You play the hand you’ve been dealt but that doesn’t mean you wish you had a full house. I’d love it if I didn’t have to deal with so many repressive laws and anti-porn rules. Indeed, it’s one of the reasons I only have two paysites; I’ve been forced to stay small because of the limitations I face, especially living where I do. I could have had a studio or stable of sites by now if the playing field had been level. So yes, I very much want to see changes to how porn is treated by the financial industry. But I’m pessimistic.

The root of the problem is the two credit card companies, Visa and Mastercard. All financial difficulties flow from them. They classify porn companies as “high risk” and require higher percentages of turnover and extra yearly fees, supposedly to make up for more chargebacks (people denying they made a charge, the bank then eats that cost) and fraud scrubbing. It doesn’t matter if I’m a good merchant who doesn’t rip people off and I have minimal chargebacks, I’m lumped in with the dodgy fraudsters simply because I’m in adult. All of the Paypal, Amazon, Vimeo VOD, Kickstarter, WePay crap flows from there. As does the various censorship bullshit of Facebook, Tumblr, Google and the rest.

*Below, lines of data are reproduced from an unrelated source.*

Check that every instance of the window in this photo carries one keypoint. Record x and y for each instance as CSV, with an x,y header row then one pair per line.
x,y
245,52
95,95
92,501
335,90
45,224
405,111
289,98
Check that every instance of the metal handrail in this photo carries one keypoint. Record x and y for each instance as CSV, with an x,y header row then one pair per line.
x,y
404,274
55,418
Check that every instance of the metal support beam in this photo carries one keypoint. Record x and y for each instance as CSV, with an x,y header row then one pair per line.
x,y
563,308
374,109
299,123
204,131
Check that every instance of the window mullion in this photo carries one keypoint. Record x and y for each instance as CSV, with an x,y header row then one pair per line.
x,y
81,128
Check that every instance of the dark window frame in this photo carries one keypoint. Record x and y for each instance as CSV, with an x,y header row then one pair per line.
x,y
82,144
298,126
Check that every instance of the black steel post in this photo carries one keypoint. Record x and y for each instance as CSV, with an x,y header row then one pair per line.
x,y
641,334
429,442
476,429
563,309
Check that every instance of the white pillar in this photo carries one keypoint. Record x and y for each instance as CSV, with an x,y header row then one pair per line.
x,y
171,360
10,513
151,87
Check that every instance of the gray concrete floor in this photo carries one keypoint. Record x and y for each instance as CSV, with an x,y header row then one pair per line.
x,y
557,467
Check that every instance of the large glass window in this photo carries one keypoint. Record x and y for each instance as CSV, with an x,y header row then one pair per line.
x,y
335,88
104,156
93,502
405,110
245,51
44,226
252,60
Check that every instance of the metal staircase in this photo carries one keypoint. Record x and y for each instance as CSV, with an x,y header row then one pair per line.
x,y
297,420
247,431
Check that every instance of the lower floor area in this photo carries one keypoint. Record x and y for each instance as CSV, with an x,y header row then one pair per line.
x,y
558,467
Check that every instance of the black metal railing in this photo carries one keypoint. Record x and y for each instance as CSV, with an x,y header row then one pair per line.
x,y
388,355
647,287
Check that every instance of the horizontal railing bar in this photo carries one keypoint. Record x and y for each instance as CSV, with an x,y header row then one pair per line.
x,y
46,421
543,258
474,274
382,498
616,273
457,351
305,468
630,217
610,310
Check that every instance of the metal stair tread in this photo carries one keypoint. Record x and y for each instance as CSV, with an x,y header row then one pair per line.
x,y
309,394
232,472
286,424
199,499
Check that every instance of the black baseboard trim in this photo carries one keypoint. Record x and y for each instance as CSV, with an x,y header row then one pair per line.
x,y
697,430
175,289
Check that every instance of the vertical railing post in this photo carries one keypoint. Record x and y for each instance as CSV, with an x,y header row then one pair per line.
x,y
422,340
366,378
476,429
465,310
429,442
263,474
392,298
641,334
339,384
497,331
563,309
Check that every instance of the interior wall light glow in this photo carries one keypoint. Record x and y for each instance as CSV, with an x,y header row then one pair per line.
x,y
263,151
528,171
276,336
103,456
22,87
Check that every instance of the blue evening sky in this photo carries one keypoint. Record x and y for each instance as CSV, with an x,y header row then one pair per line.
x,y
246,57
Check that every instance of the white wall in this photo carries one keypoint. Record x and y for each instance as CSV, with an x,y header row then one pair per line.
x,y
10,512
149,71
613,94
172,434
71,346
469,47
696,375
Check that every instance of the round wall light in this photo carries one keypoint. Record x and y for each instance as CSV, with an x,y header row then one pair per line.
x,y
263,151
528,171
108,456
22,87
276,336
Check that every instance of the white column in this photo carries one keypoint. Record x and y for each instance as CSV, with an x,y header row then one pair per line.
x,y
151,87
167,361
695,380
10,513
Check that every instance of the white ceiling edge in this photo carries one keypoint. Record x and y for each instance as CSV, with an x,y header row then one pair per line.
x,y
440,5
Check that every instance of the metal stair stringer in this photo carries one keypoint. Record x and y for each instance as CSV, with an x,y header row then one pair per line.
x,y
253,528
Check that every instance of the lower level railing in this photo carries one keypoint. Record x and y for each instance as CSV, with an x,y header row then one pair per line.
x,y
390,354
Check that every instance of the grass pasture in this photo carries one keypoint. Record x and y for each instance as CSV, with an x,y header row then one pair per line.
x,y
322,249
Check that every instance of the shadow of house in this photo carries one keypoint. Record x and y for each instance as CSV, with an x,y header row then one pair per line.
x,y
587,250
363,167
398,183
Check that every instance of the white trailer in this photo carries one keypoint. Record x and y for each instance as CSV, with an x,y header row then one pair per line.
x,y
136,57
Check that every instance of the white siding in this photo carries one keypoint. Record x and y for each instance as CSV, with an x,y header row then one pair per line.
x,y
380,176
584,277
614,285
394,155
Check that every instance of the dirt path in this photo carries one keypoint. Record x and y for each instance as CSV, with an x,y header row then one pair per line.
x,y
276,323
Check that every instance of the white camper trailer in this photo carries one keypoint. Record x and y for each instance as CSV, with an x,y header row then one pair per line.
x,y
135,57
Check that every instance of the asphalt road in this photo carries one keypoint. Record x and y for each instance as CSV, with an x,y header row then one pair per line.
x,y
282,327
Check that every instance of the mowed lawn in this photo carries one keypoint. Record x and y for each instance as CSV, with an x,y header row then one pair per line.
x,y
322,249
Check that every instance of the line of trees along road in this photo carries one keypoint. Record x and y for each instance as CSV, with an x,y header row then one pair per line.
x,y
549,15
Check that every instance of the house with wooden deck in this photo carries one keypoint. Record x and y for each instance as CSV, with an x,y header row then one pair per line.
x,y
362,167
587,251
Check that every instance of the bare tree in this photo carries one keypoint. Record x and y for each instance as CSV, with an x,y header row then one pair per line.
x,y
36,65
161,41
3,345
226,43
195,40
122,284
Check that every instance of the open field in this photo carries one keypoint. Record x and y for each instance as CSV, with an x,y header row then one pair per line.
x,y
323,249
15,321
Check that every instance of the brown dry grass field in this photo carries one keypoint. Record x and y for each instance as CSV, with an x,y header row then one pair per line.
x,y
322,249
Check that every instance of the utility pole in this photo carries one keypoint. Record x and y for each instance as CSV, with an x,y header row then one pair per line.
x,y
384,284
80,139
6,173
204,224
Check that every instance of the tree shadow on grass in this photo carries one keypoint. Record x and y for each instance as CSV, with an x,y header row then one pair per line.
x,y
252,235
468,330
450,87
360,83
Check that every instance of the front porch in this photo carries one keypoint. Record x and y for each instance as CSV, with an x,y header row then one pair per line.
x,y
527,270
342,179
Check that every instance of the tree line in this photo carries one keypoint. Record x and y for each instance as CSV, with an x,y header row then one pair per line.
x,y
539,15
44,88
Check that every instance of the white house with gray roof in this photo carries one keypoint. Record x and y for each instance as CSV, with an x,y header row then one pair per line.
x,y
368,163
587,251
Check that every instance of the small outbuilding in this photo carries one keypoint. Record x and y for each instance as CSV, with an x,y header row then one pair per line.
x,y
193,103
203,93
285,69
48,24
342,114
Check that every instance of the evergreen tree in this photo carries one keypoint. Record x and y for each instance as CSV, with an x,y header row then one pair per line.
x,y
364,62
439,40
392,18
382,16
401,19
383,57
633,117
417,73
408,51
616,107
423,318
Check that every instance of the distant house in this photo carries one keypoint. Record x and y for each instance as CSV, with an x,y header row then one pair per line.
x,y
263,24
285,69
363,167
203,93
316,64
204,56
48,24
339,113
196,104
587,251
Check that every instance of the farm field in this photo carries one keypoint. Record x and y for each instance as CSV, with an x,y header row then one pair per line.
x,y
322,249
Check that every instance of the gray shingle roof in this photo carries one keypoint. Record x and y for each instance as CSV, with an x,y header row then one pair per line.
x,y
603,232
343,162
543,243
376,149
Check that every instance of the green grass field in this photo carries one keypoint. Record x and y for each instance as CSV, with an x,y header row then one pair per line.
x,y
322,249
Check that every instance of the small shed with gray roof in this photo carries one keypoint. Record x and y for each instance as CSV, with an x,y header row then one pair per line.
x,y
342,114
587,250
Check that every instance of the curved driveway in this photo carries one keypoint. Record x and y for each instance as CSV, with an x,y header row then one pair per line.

Credit card transactions remain the core of online business and as long as Visa and Mastercard rule over that, nothing is going to change. They are the choke point that will stop any open-minded  startup in its tracks. And they aren’t going to listen to two-bit amateur pornographers like me. And, so far, they haven’t listened to Cindy Gallop either, though I hope that may change.

Is Bitcoin the answer? Maybe, maybe not. It’s not financially stable or backed by banks. I can’t accept it because I need a US bank account to convert it to real money. And even if I could do that… would it be worth the risk? I’ve already had a couple of billing companies sail off to the Caymans with my funds so it’s fair to say I’m a little risk-averse.

Am I being too doom-and-gloomy in this post? Am I actually proving Cindy’s point about accepting the status quo? I don’t think so. I don’t accept the situation happily. And I don’t believe I’m a lowlife who deserves to be treated this way. I simply put up with it because there’s no other option. I’m pragmatic about it.

So I think I just want to put the facts out there, the reality of how hard it can be to make porn, especially when you’re an indie producer. It doesn’t matter how high-minded your intentions are, the minute you create something sexual, you start to wear the scarlet letter. And it’s such a shame that even in 2014, that’s how it is.